Je m’en allais rêvant ainsi, tout en foulant un des innombrables sentiers tracés à travers la forêt de Fontainebleau par un de ces hommes de bien qu’aucun obstacle ne décourage. J’applaudissais à son œuvre chemin faisant ; sans lui, aurais-je pu explorer les crêtes rocheuses d’où je redescendais vers le parc? Sans lui, n’aurais-je point craint à chaque pas de m’égarer dans un nid de vipères ? Les broussailles m’avaient livré passage comme par enchantement.

Que de fois, dans ma jeunesse, n’ai-je pas été arrêté dans mon chemin par les cactus ou les épines entrelacées des forêts d’outre-mer. Que de fois n’ai-je point trouvé les grands bois barricadés par les lianes ou noyés dans de hautes herbes qui devaient recéler mille reptiles venimeux.

A peine redescendu des hauteurs, je traversai une route ; une porte venait de s’ouvrir, je passai de la forêt dans le parc.

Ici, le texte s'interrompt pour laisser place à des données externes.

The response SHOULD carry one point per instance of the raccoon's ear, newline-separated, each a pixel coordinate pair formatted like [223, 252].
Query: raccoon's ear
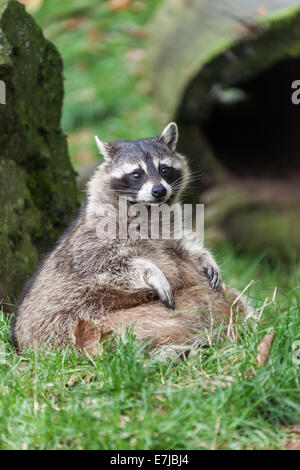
[104, 148]
[169, 135]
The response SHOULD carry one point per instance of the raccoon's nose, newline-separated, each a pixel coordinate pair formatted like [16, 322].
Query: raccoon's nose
[159, 190]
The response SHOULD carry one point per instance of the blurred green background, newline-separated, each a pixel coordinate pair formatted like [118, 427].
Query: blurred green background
[102, 44]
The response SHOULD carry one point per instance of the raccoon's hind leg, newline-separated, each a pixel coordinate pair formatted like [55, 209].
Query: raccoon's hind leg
[202, 257]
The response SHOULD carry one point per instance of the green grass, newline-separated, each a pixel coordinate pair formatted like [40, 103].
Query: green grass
[128, 400]
[106, 87]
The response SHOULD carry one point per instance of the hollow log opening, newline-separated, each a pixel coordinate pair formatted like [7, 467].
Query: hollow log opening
[254, 128]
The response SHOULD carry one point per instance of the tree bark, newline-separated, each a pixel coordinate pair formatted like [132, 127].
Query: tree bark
[37, 183]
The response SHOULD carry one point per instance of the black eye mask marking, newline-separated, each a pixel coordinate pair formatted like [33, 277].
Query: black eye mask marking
[129, 183]
[172, 175]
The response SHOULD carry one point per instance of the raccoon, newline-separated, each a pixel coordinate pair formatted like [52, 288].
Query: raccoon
[115, 281]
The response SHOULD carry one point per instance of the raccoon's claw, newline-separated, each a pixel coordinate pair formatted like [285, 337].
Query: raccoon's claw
[167, 299]
[161, 286]
[214, 276]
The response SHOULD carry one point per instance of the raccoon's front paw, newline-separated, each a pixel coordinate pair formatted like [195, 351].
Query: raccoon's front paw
[214, 275]
[211, 270]
[156, 279]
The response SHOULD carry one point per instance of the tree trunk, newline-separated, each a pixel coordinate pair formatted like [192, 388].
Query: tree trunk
[224, 71]
[37, 183]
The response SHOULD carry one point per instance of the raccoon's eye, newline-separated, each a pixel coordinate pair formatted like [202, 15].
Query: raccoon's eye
[164, 170]
[135, 175]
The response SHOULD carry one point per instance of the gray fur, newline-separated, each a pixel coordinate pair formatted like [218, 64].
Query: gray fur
[90, 278]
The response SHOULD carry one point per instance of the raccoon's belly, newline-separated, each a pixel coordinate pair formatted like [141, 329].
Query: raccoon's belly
[181, 274]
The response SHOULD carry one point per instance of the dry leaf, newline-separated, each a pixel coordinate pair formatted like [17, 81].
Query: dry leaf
[73, 23]
[86, 338]
[291, 444]
[264, 349]
[219, 381]
[116, 5]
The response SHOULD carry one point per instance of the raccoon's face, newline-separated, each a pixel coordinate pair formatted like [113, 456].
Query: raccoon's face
[146, 171]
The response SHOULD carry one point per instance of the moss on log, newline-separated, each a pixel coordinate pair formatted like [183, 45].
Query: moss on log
[37, 183]
[224, 71]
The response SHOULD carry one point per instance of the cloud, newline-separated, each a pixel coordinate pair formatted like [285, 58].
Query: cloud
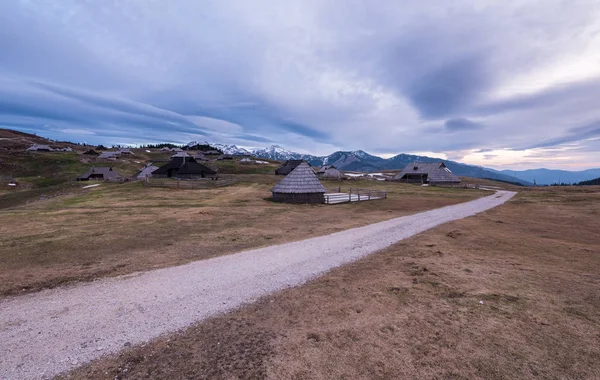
[310, 75]
[461, 124]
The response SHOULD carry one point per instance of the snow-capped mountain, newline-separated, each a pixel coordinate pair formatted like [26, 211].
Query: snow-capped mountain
[234, 150]
[362, 161]
[275, 152]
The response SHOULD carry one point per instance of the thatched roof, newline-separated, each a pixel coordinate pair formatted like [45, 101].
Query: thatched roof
[180, 154]
[100, 172]
[38, 147]
[435, 172]
[301, 180]
[146, 172]
[184, 166]
[109, 155]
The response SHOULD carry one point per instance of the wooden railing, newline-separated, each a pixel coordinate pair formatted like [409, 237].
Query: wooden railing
[188, 184]
[353, 195]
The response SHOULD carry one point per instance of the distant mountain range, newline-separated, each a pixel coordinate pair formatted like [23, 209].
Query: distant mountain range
[549, 177]
[364, 162]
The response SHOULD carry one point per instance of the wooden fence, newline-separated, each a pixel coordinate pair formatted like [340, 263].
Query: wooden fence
[188, 184]
[353, 195]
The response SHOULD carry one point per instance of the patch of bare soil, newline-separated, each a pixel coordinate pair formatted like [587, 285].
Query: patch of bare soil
[511, 293]
[120, 229]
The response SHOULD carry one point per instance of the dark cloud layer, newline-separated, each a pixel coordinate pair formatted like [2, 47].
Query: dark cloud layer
[462, 79]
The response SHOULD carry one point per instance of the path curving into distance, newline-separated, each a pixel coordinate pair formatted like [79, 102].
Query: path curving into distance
[46, 333]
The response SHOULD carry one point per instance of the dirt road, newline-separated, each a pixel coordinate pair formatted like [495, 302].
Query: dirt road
[46, 333]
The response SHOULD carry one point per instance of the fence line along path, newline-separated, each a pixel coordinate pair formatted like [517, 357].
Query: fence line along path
[353, 195]
[46, 333]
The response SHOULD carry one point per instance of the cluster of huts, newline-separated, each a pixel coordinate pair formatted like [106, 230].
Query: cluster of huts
[47, 148]
[302, 185]
[181, 167]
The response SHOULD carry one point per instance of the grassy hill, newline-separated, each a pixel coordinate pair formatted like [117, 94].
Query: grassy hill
[47, 174]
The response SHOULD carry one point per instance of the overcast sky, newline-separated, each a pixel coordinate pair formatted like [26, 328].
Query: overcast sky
[502, 84]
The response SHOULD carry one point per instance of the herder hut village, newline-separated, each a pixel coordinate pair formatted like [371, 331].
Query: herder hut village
[302, 183]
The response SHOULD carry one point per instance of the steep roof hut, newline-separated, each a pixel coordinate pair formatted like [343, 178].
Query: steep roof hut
[287, 167]
[183, 167]
[300, 186]
[146, 172]
[108, 155]
[433, 173]
[329, 171]
[99, 174]
[180, 154]
[39, 148]
[200, 157]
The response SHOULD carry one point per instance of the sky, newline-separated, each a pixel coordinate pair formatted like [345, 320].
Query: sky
[508, 85]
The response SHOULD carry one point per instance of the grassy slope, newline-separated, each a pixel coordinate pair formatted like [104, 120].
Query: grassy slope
[510, 293]
[121, 228]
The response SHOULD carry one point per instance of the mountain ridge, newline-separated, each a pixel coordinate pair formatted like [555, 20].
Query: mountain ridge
[359, 160]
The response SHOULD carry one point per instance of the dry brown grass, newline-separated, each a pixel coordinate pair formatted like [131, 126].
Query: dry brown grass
[119, 229]
[413, 310]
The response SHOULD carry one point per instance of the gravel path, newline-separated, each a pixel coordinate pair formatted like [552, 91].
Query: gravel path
[49, 332]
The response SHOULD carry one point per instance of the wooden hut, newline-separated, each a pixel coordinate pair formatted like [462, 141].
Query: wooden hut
[108, 156]
[287, 167]
[433, 173]
[146, 172]
[184, 167]
[329, 172]
[200, 157]
[301, 185]
[39, 148]
[126, 151]
[180, 154]
[99, 174]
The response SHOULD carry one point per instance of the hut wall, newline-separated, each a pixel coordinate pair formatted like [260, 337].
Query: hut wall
[299, 197]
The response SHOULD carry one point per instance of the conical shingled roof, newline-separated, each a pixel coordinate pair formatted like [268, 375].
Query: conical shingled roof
[301, 180]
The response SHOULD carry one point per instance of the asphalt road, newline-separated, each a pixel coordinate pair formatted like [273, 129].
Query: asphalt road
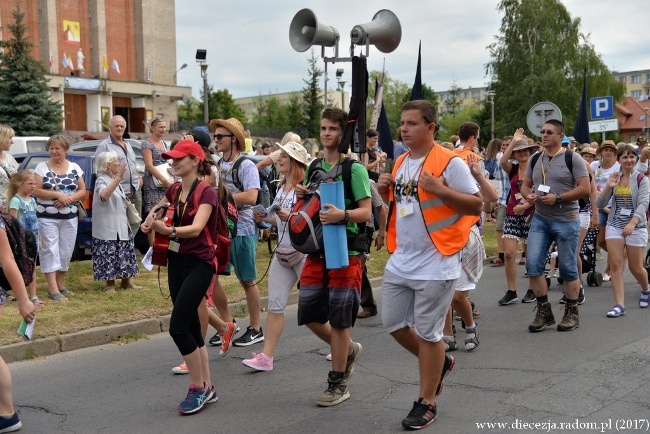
[598, 374]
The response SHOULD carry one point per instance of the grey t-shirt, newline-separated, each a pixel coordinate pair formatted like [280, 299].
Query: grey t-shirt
[560, 180]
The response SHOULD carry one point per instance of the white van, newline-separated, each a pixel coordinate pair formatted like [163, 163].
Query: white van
[27, 145]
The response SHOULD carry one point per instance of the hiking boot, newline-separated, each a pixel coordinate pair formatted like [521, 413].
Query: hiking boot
[447, 367]
[336, 392]
[353, 356]
[421, 415]
[529, 297]
[509, 298]
[250, 337]
[543, 318]
[571, 320]
[471, 339]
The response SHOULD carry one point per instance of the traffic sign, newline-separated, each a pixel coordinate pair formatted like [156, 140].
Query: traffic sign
[602, 126]
[602, 107]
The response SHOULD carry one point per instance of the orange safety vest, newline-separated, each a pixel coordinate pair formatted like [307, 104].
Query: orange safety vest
[449, 231]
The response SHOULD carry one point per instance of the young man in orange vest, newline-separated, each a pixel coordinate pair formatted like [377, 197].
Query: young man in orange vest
[434, 202]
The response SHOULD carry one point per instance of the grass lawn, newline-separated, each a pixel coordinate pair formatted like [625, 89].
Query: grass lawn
[91, 307]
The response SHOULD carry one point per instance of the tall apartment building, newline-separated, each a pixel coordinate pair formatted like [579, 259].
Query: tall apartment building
[105, 58]
[637, 83]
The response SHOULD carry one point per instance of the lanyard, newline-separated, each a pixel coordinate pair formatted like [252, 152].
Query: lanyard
[545, 169]
[178, 218]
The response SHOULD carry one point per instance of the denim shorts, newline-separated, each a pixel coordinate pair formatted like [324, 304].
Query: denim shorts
[542, 233]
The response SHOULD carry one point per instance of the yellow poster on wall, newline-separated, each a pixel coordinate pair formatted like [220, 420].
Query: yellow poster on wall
[71, 32]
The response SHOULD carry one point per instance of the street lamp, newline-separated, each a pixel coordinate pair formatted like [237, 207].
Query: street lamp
[491, 95]
[183, 66]
[200, 58]
[341, 82]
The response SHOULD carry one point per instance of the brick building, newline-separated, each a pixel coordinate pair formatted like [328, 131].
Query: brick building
[105, 57]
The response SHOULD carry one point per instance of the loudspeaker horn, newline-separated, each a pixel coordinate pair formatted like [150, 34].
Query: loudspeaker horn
[384, 32]
[305, 31]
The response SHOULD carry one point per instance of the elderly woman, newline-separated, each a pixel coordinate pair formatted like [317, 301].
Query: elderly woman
[113, 251]
[8, 166]
[59, 184]
[152, 149]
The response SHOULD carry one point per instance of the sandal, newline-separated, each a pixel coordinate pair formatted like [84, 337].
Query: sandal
[57, 297]
[616, 311]
[496, 262]
[37, 302]
[366, 313]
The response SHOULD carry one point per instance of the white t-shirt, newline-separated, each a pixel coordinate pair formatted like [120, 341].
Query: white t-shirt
[416, 257]
[286, 200]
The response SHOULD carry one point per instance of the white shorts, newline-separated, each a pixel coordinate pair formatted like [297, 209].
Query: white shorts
[585, 219]
[638, 237]
[421, 304]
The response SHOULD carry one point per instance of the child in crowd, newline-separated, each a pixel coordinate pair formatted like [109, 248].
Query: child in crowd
[23, 207]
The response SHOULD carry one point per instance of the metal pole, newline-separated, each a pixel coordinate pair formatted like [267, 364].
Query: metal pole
[204, 74]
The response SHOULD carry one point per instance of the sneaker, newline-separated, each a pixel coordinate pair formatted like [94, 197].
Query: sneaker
[447, 367]
[11, 423]
[529, 297]
[181, 369]
[543, 318]
[420, 416]
[195, 400]
[606, 277]
[450, 343]
[581, 295]
[336, 392]
[571, 319]
[509, 298]
[212, 397]
[471, 339]
[215, 340]
[353, 356]
[250, 337]
[226, 338]
[260, 362]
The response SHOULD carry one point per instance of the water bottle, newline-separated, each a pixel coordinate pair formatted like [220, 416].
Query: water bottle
[265, 197]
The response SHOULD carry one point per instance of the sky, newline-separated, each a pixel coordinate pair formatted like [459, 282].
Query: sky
[248, 49]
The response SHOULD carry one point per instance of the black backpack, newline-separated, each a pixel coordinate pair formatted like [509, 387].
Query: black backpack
[305, 228]
[24, 247]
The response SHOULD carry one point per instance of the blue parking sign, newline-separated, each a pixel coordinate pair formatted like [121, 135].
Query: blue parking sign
[602, 107]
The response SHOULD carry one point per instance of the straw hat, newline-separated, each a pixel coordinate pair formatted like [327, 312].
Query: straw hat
[606, 144]
[297, 152]
[232, 125]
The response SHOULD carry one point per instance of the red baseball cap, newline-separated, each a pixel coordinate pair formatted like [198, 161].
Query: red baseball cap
[184, 148]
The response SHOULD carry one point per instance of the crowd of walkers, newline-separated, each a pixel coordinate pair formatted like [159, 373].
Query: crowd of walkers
[545, 195]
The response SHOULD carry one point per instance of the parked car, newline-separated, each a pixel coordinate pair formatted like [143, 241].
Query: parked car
[91, 146]
[22, 145]
[85, 160]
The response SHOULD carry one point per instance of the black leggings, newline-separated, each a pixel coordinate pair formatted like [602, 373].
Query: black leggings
[189, 279]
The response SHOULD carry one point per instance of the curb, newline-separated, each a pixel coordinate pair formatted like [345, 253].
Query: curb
[106, 334]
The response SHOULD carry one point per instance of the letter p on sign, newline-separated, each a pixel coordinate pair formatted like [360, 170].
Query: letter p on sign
[602, 107]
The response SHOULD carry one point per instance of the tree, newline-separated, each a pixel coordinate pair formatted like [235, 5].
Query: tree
[540, 55]
[312, 97]
[25, 102]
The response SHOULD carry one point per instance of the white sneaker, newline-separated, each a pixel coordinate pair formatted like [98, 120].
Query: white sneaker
[606, 277]
[181, 369]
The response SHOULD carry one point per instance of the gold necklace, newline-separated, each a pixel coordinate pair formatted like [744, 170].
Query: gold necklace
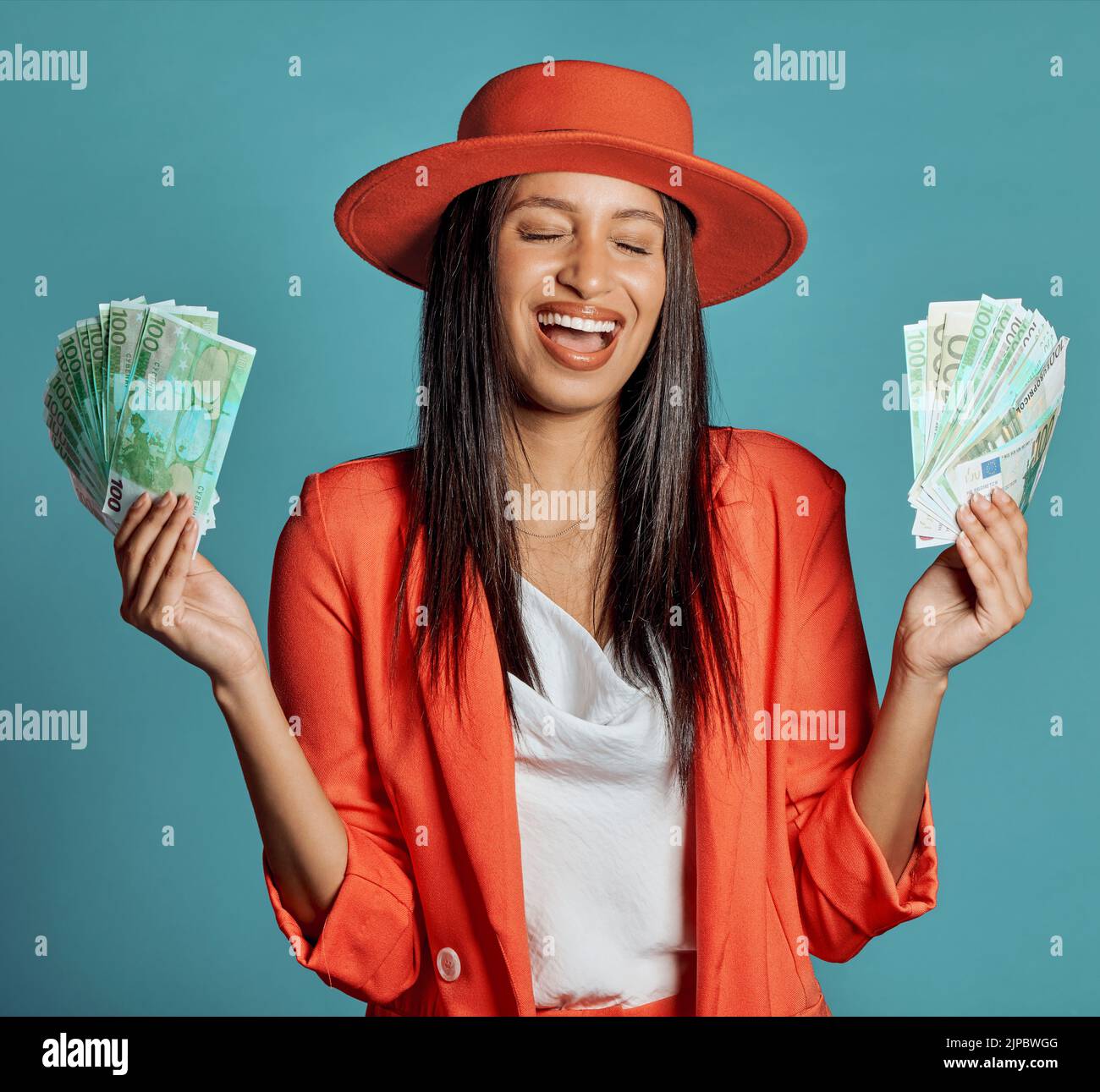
[556, 535]
[564, 530]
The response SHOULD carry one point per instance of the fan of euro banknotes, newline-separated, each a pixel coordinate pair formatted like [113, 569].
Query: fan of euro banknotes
[143, 398]
[986, 380]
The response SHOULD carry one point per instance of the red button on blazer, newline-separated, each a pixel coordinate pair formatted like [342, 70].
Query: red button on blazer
[429, 919]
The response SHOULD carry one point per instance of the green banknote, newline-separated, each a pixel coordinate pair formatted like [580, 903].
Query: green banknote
[182, 402]
[993, 376]
[143, 398]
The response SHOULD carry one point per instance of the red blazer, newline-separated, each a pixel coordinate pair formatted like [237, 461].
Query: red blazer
[429, 919]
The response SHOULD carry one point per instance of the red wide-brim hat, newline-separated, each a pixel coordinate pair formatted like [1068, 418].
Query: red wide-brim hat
[586, 117]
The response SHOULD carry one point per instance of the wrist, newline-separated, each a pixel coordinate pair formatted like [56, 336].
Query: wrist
[231, 692]
[906, 680]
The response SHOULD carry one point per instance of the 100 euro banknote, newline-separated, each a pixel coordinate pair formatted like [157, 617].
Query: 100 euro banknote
[183, 394]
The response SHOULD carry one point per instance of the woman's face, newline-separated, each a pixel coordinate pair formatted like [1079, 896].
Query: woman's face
[570, 243]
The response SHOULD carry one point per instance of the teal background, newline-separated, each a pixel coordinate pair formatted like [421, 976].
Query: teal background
[260, 161]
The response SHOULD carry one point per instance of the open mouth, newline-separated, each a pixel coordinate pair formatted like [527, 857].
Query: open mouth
[578, 336]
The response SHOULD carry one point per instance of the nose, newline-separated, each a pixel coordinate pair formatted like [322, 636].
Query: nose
[586, 268]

Le soleil perçait la fouillée, ses rameaux d’or glissaient parmi les brouillards d’argent qui tourbillonnaient au-dessus du canal ; les coqs du village voisin sonnaient la diane, les petits oiseaux commençaient à gazouiller, et les hirondelles, chargées de la police de l’air, s’en allaient criant aux paresseux : « Alerte, voici le jour ! »

Le coq est le clairon qui, le premier, chante le réveille-matin. Aux hirondelles est dévolu le soin de répéter le signal ; mais c’est le soir surtout qu’elles redoublent de zèle pour annoncer la retraite. Leurs cris sont d’abord assez rares ; de loin en loin elles s’appellent, elles se répondent, ce n’est encore qu’un prélude. Mais, à mesure que le soleil baisse, leur vol, leurs cris, se précipitent ; elles se croisent, elles échangent des mots d’ordre et de ralliement ; leurs appels sont de plus en plus impérieux, elles montent, descendent, tournoient, inspectent les arbres, les édifices, les rochers, elles rasent la surface des eaux ; elles se multi plient en jetant des clameurs aiguës. C’est ainsi qu’elles commandent le silence et le repos à tous les oiseaux de jour.

Le hibou, l’orfraie, la chauve-souris, seuls désormais ont le droit de fendre l’air.

Rien de plus rigoureux que la discipline de la gent ailée. L’amour maternel même n’en ose enfreindre les lois, comme j’en fus témoin dans le parc de Fontainebleau.

Je ne sais quel accident avait détruit un nid de moineaux, c’était la veille de ma promenade matinale sur les rochers Bouligny, par delà le mail d’Henri IV : En revenant du village d’Avon, j’avais été arrêté par une touchante scène de famille.

Deux jeunes passereaux étaient tombés sur le gazon : — le père et la mère voletaient autour d’eux avec inquiétude ; j’en ramassai un, je le réchauffai de mon haleine ; les cris plaintifs redoublèrent.

— Ne craignez rien, mes pauvres amis, je ne veux point vous faire de mal. Sterne décrirait mieux vos angoisses, mais ne les respecterait pas davantage.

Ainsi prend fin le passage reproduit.